A schematic illustration in Figure 6 delivers our perspectives of wearable graphene oral biosensors for future clinical applications with enhanced data acquisition, remote health monitoring, and personalized medicine. A patient will become the owner of personal data collected by the wearable POC oral biosensors at home. It will be the wearer’s responsibility to decide when and how to share the data with clinicians. A clinician could then offer the opportunity to store such data on a secure decentralized cloud, aiming to build a patient-specific database containing health information. This process would extremely simplify the workflow for both patients and clinicians since no in-person and frequent hospital visit is required. In addition, both parties will save costs in travel, labor, and system management, while clinicians can offer a timely diagnosis and follow-up treatment based on pre-collected data during daily activities. Overall, rapid and more accurate personalized treatment is possible for patients. In particular, the wearable devices and home healthcare will provide benefits to infants and older adults who always require caregivers for hospital visits.

Figure 6. Wearable oral graphene biosensors for clinical applications.

This schematic illustration includes a possible implementation of wearable oral graphene biosensors for future health monitoring and therapeutics: 1) Data from wearable oral biosensors are collected and wirelessly sent to the clinician for data analysis, 2) Data can be stored on the cloud platform, upon permission, to build a customized database of information for each patient, and 3) Healthcare providers suggest a personalized treatment based on the condition and clinical history of the patient.

For the next-generation diagnosis and treatment, we still need to improve the quality of oral-wearable biosensors and bioelectronics. In this regard, we expect graphene and graphene-derivatives to play a pivotal role in developing next-generation oral biosensors. The excellent mechanical and electrical properties of graphene, along with its biocompatibility and antimicrobial traits, make it an up-and-coming candidate for its use in clinical applications. The versatility and ductility of graphene allow it to be easily customized through a tailored functionalization to meet specific needs in terms of analyte detection. Moreover, the increasing efforts in making graphene production a low-cost, reliable, large-scale manufacturing process will foster its use in mass production of high-quality oral-wearable biosystems. Further miniaturization of electronic circuits, wireless communication units, and powering systems will provide additional improvements for ergonomic, easy-to-use devices. In summary, we believe that considering the existing challenges in materials, electronics, and manufacturing will provide new opportunities to utilize the graphene-based biosensors for more practical, home healthcare applications in daily life.

Highlights.

• Human saliva offers easy access to a large variety of analytes, making it a promising candidate for its use in point-of-care devices.

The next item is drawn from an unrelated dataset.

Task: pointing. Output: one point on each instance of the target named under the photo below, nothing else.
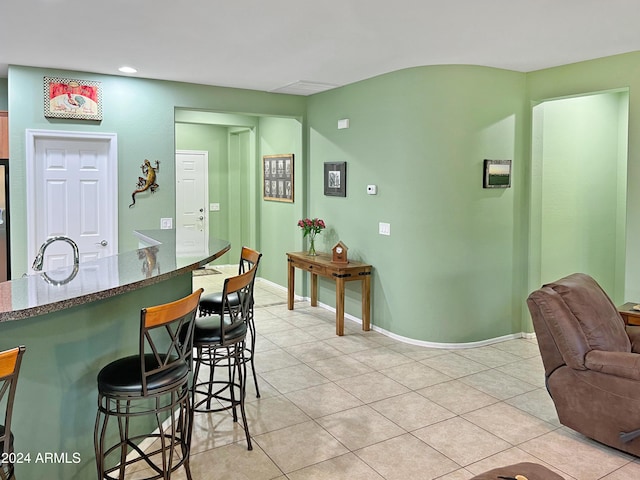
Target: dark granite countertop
(103, 278)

• This review summarizes the most recent graphene-based nanobiosensors and oral bioelectronics for salivary biomarker detection.

• We discuss the details of structural designs of graphene electronics, use cases of salivary biomarkers, the performance of existing sensors, and applications in health monitoring.

• This review describes current challenges in materials and systems and future directions of the graphene bioelectronics for clinical point-of-care applications.